The study also had a number of strengths. The study target population can be considered to be representative of the Australian community aged care population as a whole as it included ten agencies that provide a range of services across the Perth metropolitan area which includes socioeconomically and ethnically diverse communities and constituted 20% of the whole community care population. The use of an anonymous questionnaire allowed people concerned about admitting a fall to family or service provider to admit to having fallen. The study was also designed to minimize the burden on this older population while allowing a large sample size.

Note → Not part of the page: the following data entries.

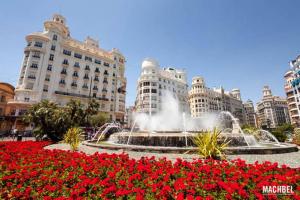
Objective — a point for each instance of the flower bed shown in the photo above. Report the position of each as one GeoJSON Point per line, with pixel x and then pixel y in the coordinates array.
{"type": "Point", "coordinates": [29, 171]}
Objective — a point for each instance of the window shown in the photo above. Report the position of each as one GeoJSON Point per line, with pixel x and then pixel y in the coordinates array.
{"type": "Point", "coordinates": [106, 64]}
{"type": "Point", "coordinates": [47, 78]}
{"type": "Point", "coordinates": [77, 64]}
{"type": "Point", "coordinates": [38, 44]}
{"type": "Point", "coordinates": [45, 89]}
{"type": "Point", "coordinates": [51, 57]}
{"type": "Point", "coordinates": [62, 81]}
{"type": "Point", "coordinates": [85, 86]}
{"type": "Point", "coordinates": [49, 68]}
{"type": "Point", "coordinates": [34, 65]}
{"type": "Point", "coordinates": [88, 58]}
{"type": "Point", "coordinates": [67, 52]}
{"type": "Point", "coordinates": [98, 61]}
{"type": "Point", "coordinates": [86, 76]}
{"type": "Point", "coordinates": [64, 71]}
{"type": "Point", "coordinates": [65, 62]}
{"type": "Point", "coordinates": [36, 54]}
{"type": "Point", "coordinates": [77, 55]}
{"type": "Point", "coordinates": [74, 84]}
{"type": "Point", "coordinates": [75, 74]}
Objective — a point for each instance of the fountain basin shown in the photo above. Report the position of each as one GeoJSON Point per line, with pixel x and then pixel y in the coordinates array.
{"type": "Point", "coordinates": [169, 138]}
{"type": "Point", "coordinates": [268, 149]}
{"type": "Point", "coordinates": [175, 142]}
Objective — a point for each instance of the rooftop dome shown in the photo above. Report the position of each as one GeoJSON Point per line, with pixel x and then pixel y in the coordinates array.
{"type": "Point", "coordinates": [149, 63]}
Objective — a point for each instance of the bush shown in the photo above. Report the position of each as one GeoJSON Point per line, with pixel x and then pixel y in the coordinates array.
{"type": "Point", "coordinates": [280, 136]}
{"type": "Point", "coordinates": [296, 137]}
{"type": "Point", "coordinates": [72, 137]}
{"type": "Point", "coordinates": [99, 119]}
{"type": "Point", "coordinates": [281, 132]}
{"type": "Point", "coordinates": [208, 145]}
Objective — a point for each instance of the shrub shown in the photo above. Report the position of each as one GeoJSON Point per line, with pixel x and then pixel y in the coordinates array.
{"type": "Point", "coordinates": [208, 144]}
{"type": "Point", "coordinates": [280, 136]}
{"type": "Point", "coordinates": [72, 137]}
{"type": "Point", "coordinates": [296, 137]}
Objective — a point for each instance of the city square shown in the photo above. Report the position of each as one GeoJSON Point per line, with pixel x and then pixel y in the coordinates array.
{"type": "Point", "coordinates": [78, 121]}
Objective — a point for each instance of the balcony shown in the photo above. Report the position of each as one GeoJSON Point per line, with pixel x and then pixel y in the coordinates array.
{"type": "Point", "coordinates": [64, 72]}
{"type": "Point", "coordinates": [77, 65]}
{"type": "Point", "coordinates": [34, 66]}
{"type": "Point", "coordinates": [65, 63]}
{"type": "Point", "coordinates": [31, 77]}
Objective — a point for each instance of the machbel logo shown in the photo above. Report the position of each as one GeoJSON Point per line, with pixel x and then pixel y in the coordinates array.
{"type": "Point", "coordinates": [278, 189]}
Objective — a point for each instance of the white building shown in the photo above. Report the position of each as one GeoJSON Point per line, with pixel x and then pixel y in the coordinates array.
{"type": "Point", "coordinates": [272, 110]}
{"type": "Point", "coordinates": [250, 113]}
{"type": "Point", "coordinates": [128, 119]}
{"type": "Point", "coordinates": [59, 68]}
{"type": "Point", "coordinates": [206, 100]}
{"type": "Point", "coordinates": [292, 90]}
{"type": "Point", "coordinates": [154, 82]}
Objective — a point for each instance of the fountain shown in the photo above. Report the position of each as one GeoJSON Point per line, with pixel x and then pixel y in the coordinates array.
{"type": "Point", "coordinates": [171, 131]}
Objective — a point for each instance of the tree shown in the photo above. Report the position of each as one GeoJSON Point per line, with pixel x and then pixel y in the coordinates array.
{"type": "Point", "coordinates": [99, 119]}
{"type": "Point", "coordinates": [48, 119]}
{"type": "Point", "coordinates": [76, 112]}
{"type": "Point", "coordinates": [92, 109]}
{"type": "Point", "coordinates": [281, 132]}
{"type": "Point", "coordinates": [53, 120]}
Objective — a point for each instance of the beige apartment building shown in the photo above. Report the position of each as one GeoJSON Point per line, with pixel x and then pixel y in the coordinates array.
{"type": "Point", "coordinates": [292, 90]}
{"type": "Point", "coordinates": [272, 110]}
{"type": "Point", "coordinates": [250, 113]}
{"type": "Point", "coordinates": [204, 100]}
{"type": "Point", "coordinates": [59, 68]}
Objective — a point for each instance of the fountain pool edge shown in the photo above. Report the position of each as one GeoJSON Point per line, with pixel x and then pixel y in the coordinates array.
{"type": "Point", "coordinates": [286, 148]}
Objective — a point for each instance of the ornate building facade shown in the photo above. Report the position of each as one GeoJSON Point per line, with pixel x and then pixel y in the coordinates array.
{"type": "Point", "coordinates": [59, 68]}
{"type": "Point", "coordinates": [272, 110]}
{"type": "Point", "coordinates": [292, 90]}
{"type": "Point", "coordinates": [204, 100]}
{"type": "Point", "coordinates": [153, 84]}
{"type": "Point", "coordinates": [250, 113]}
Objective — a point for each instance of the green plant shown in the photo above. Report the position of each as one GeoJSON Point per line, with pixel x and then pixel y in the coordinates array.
{"type": "Point", "coordinates": [281, 132]}
{"type": "Point", "coordinates": [99, 119]}
{"type": "Point", "coordinates": [72, 137]}
{"type": "Point", "coordinates": [296, 136]}
{"type": "Point", "coordinates": [208, 144]}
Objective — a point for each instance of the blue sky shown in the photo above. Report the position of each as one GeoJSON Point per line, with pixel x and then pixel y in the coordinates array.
{"type": "Point", "coordinates": [236, 44]}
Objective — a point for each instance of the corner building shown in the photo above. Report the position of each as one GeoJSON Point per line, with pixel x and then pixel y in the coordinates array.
{"type": "Point", "coordinates": [154, 82]}
{"type": "Point", "coordinates": [59, 68]}
{"type": "Point", "coordinates": [205, 100]}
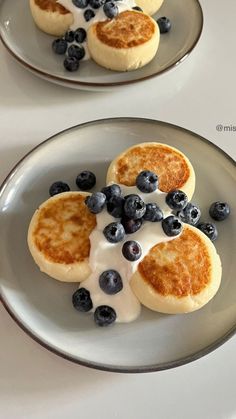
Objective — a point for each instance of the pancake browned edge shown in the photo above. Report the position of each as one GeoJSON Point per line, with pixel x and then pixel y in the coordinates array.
{"type": "Point", "coordinates": [51, 17]}
{"type": "Point", "coordinates": [124, 43]}
{"type": "Point", "coordinates": [58, 236]}
{"type": "Point", "coordinates": [173, 168]}
{"type": "Point", "coordinates": [178, 276]}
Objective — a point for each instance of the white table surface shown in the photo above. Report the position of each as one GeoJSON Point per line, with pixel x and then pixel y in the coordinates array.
{"type": "Point", "coordinates": [198, 95]}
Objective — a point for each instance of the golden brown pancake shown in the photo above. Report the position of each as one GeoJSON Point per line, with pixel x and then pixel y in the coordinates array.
{"type": "Point", "coordinates": [124, 43]}
{"type": "Point", "coordinates": [51, 17]}
{"type": "Point", "coordinates": [180, 275]}
{"type": "Point", "coordinates": [58, 236]}
{"type": "Point", "coordinates": [173, 168]}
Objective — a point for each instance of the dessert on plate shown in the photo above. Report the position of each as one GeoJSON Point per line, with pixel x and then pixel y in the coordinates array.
{"type": "Point", "coordinates": [137, 241]}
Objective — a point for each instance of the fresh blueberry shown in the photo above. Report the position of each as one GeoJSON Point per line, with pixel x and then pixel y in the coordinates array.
{"type": "Point", "coordinates": [89, 14]}
{"type": "Point", "coordinates": [176, 199]}
{"type": "Point", "coordinates": [115, 206]}
{"type": "Point", "coordinates": [81, 4]}
{"type": "Point", "coordinates": [71, 64]}
{"type": "Point", "coordinates": [219, 211]}
{"type": "Point", "coordinates": [80, 35]}
{"type": "Point", "coordinates": [85, 180]}
{"type": "Point", "coordinates": [59, 46]}
{"type": "Point", "coordinates": [69, 36]}
{"type": "Point", "coordinates": [147, 181]}
{"type": "Point", "coordinates": [96, 202]}
{"type": "Point", "coordinates": [131, 226]}
{"type": "Point", "coordinates": [190, 214]}
{"type": "Point", "coordinates": [172, 226]}
{"type": "Point", "coordinates": [76, 51]}
{"type": "Point", "coordinates": [131, 250]}
{"type": "Point", "coordinates": [104, 315]}
{"type": "Point", "coordinates": [81, 300]}
{"type": "Point", "coordinates": [134, 207]}
{"type": "Point", "coordinates": [153, 213]}
{"type": "Point", "coordinates": [110, 282]}
{"type": "Point", "coordinates": [95, 4]}
{"type": "Point", "coordinates": [114, 232]}
{"type": "Point", "coordinates": [58, 187]}
{"type": "Point", "coordinates": [137, 8]}
{"type": "Point", "coordinates": [111, 9]}
{"type": "Point", "coordinates": [164, 24]}
{"type": "Point", "coordinates": [209, 230]}
{"type": "Point", "coordinates": [111, 190]}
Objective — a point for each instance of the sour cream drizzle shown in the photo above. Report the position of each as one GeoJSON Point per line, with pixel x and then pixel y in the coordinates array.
{"type": "Point", "coordinates": [105, 255]}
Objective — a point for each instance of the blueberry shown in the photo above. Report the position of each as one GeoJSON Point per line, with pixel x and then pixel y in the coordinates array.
{"type": "Point", "coordinates": [114, 232]}
{"type": "Point", "coordinates": [147, 181]}
{"type": "Point", "coordinates": [190, 214]}
{"type": "Point", "coordinates": [69, 36]}
{"type": "Point", "coordinates": [80, 3]}
{"type": "Point", "coordinates": [104, 315]}
{"type": "Point", "coordinates": [89, 14]}
{"type": "Point", "coordinates": [134, 207]}
{"type": "Point", "coordinates": [110, 282]}
{"type": "Point", "coordinates": [71, 64]}
{"type": "Point", "coordinates": [81, 300]}
{"type": "Point", "coordinates": [164, 24]}
{"type": "Point", "coordinates": [59, 46]}
{"type": "Point", "coordinates": [58, 187]}
{"type": "Point", "coordinates": [219, 211]}
{"type": "Point", "coordinates": [172, 226]}
{"type": "Point", "coordinates": [176, 199]}
{"type": "Point", "coordinates": [76, 51]}
{"type": "Point", "coordinates": [209, 230]}
{"type": "Point", "coordinates": [96, 202]}
{"type": "Point", "coordinates": [137, 8]}
{"type": "Point", "coordinates": [80, 35]}
{"type": "Point", "coordinates": [153, 213]}
{"type": "Point", "coordinates": [131, 226]}
{"type": "Point", "coordinates": [111, 9]}
{"type": "Point", "coordinates": [131, 250]}
{"type": "Point", "coordinates": [85, 180]}
{"type": "Point", "coordinates": [115, 206]}
{"type": "Point", "coordinates": [111, 190]}
{"type": "Point", "coordinates": [95, 4]}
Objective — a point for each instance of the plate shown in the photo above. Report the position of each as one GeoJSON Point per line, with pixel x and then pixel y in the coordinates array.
{"type": "Point", "coordinates": [32, 48]}
{"type": "Point", "coordinates": [42, 306]}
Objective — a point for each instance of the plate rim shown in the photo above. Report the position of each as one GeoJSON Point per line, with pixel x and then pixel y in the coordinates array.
{"type": "Point", "coordinates": [74, 83]}
{"type": "Point", "coordinates": [91, 364]}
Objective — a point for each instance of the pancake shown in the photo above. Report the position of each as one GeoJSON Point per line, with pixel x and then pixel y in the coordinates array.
{"type": "Point", "coordinates": [58, 236]}
{"type": "Point", "coordinates": [124, 43]}
{"type": "Point", "coordinates": [51, 17]}
{"type": "Point", "coordinates": [178, 276]}
{"type": "Point", "coordinates": [172, 167]}
{"type": "Point", "coordinates": [149, 6]}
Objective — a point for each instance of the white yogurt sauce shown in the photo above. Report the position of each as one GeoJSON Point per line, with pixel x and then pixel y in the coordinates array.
{"type": "Point", "coordinates": [105, 255]}
{"type": "Point", "coordinates": [80, 22]}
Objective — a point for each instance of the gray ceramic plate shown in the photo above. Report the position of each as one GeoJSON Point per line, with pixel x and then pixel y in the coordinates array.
{"type": "Point", "coordinates": [42, 306]}
{"type": "Point", "coordinates": [32, 48]}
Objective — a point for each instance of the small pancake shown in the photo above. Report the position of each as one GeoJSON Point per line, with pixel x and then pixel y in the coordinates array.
{"type": "Point", "coordinates": [149, 6]}
{"type": "Point", "coordinates": [58, 236]}
{"type": "Point", "coordinates": [172, 167]}
{"type": "Point", "coordinates": [51, 17]}
{"type": "Point", "coordinates": [179, 276]}
{"type": "Point", "coordinates": [124, 43]}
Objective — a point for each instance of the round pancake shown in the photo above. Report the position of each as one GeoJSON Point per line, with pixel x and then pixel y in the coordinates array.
{"type": "Point", "coordinates": [58, 236]}
{"type": "Point", "coordinates": [51, 17]}
{"type": "Point", "coordinates": [172, 167]}
{"type": "Point", "coordinates": [149, 6]}
{"type": "Point", "coordinates": [124, 43]}
{"type": "Point", "coordinates": [178, 276]}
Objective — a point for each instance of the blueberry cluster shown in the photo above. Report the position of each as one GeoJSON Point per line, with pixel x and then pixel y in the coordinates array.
{"type": "Point", "coordinates": [71, 45]}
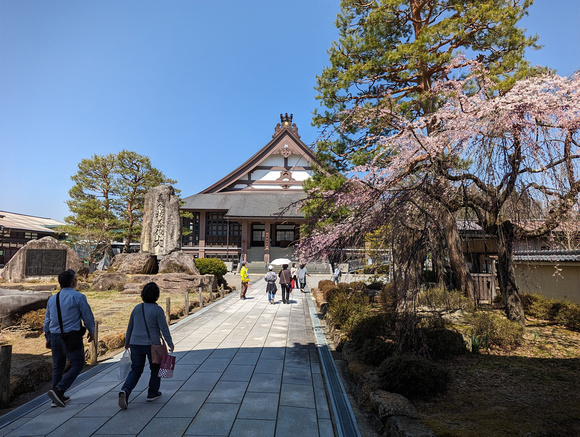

The prevalence rate of falls among community care clients was 48% which was little different from the rate of 45% found among clients of the same service providers 10 years ago.5 This rate is ~50% higher than that found in studies of community-dwelling older people not receiving community services. Balance problems and seeing oneself as at high risk of future falls or not being sure about one’s risk were associated with a higher likelihood of having fallen, while having been referred to a falls prevention service/program was associated with a reduced likelihood of having fallen. Despite this, only 27% of fallers had been referred to a falls prevention program. Incorporation of balance exercise programs into their service offerings and early referral to falls prevention programs need to be considered as best practice in Australian organizations providing community aged care services.
This research was funded by a Lotterywest grant (grant number 421004670). The authors would like to thank the Community Care Collaboration Steering Committee and community care clients for their participation in the research.
The authors report no conflicts of interest in this work.